Leaving Hoboken for Good
If Sinatra had come, it would have been the first time in thirty years that he had made a public appearance in his old hometown. Once Sinatra made it big, receiving hysterical adulation from legions of bobbysoxers, moviegoers, and everyone who spent time in front of the radio listening to "Your Hit Parade," he never came home again. For whatever reason, he shut Hoboken out of his tumultuous life, and Hoboken, in turn, seemed to have done the same to him. "I'm sorry, but I've got no use for him," is what many Hoboken residents said about Sinatra during those years. These weren't just people who happened to live in Hoboken. These people believed they had a right to feel that way about Sinatra because they had known him as a kid. As they watched the phenomenon that was Sinatra get bigger and bigger, they never lost sight of the fact that there was a man behind it, and that man had once been one of them, playing pool at the Cat's Meow Club, chasing girls, and being tough.
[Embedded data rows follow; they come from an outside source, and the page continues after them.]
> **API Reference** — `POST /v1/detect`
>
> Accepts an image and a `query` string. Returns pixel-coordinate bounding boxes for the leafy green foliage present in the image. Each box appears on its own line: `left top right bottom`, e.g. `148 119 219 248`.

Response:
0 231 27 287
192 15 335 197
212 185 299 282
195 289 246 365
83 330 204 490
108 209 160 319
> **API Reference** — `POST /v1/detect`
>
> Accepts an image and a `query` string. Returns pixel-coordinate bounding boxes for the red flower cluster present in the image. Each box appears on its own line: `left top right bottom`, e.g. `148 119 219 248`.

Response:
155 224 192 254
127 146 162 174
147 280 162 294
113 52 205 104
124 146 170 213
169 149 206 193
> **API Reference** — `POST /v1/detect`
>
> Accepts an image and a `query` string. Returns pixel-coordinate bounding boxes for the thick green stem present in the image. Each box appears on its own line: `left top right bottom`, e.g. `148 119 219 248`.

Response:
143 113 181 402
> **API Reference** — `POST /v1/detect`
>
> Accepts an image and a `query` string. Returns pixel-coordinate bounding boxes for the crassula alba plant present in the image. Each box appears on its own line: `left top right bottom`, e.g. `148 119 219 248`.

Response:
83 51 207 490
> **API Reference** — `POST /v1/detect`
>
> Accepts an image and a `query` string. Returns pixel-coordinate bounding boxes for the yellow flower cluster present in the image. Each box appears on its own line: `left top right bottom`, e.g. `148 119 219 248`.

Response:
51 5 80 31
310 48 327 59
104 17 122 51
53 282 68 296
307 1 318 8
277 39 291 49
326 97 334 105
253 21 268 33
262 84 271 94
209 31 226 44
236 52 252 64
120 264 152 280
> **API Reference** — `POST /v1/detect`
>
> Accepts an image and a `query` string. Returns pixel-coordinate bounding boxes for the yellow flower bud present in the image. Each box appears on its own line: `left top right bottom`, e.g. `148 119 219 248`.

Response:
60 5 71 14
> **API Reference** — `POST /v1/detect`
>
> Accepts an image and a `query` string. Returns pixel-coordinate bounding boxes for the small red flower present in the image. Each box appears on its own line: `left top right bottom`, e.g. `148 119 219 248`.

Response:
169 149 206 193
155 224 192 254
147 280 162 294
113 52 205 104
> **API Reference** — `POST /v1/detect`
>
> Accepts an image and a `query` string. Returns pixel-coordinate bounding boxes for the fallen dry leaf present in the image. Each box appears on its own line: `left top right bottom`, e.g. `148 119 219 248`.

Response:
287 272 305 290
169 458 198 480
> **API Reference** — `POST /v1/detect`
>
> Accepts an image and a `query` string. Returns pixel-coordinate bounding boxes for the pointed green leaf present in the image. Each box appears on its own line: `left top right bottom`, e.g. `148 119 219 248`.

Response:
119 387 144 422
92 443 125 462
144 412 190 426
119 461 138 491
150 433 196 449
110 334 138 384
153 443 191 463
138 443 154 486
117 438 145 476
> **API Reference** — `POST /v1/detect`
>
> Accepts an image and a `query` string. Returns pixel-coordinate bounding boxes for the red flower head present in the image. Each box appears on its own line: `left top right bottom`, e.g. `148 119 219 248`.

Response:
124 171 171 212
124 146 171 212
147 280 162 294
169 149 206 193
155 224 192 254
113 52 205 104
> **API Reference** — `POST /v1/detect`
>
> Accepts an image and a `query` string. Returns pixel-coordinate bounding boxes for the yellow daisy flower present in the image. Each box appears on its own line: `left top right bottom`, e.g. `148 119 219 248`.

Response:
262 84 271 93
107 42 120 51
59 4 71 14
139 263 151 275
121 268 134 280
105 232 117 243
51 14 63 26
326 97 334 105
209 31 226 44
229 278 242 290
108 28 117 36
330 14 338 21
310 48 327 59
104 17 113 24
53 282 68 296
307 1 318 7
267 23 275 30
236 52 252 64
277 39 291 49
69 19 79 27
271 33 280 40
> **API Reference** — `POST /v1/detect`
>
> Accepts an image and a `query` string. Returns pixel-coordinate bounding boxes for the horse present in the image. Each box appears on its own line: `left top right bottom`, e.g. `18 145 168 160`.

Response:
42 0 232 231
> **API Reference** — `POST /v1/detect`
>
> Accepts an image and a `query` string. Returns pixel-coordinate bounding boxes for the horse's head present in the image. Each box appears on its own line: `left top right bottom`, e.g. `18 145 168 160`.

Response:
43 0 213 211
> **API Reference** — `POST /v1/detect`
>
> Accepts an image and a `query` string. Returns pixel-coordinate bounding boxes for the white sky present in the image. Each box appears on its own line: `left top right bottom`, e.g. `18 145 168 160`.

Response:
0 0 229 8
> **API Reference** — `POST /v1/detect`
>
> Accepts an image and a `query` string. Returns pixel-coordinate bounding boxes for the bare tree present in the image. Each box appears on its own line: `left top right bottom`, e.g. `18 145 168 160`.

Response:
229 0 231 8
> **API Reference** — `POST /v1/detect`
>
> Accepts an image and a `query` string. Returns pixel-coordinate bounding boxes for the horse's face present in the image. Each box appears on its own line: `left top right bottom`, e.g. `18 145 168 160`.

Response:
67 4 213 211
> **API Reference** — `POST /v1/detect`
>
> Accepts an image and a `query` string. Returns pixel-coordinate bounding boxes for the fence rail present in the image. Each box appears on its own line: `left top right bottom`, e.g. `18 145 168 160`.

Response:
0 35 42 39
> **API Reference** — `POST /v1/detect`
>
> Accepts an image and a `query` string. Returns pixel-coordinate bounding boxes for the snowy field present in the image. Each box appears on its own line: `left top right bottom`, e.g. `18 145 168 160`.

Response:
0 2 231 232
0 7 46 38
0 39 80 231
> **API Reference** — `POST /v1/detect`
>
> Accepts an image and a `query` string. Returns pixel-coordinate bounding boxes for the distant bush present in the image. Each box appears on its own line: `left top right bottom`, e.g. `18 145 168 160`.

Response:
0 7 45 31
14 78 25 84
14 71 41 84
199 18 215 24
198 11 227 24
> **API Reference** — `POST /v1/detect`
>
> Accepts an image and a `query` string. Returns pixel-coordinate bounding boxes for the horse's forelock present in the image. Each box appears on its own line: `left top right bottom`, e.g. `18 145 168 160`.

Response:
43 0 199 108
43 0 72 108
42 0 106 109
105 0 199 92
Sinatra ran as far away from Hoboken as he could get. He moved to the desert and seemed to love it there. He built a baronial compound: houses, pools, garages, a helipad, all his own. The openness of the desert, the vast stretches of nothingness, were the antithesis of Hoboken, where every inch of land had been paved over and occupied by so many entire families per square foot. In the desert he had as much land as he wanted, more than he could use. He had more of everything than he could use.
Some say when Sinatra left Hoboken for the last time, he vowed never to return. He came close once, back, in 1963, when he threw a fiftieth wedding anniversary for his parents in the Casino in the Park in Jersey City The affair was strictly invitation-only. Sinatra wasn't expected to perform -- he was just going back there -- but relatives say he was so nervous about coming back to Hudson County, that his stomach started turning flips and he had to take tranquilizers. When he finally showed up that night, he stood at the entrance to the room, staring straight ahead. He marched in, his entourage of bodyguards and hangers-on pulled along in the wake. Neither stopping nor greeting anyone, Sinatra went directly to the head table, greeted his parents, and then took a seat nearby with a few priests and a quiet aunt, all of whom were not expected to say much. Sinatra sat uneasily through the activities and left as soon as they were over, never having spoken to or acknowledged the old friends who had waited twenty years to pass along a word or two. Later that night he went to the fights in New York.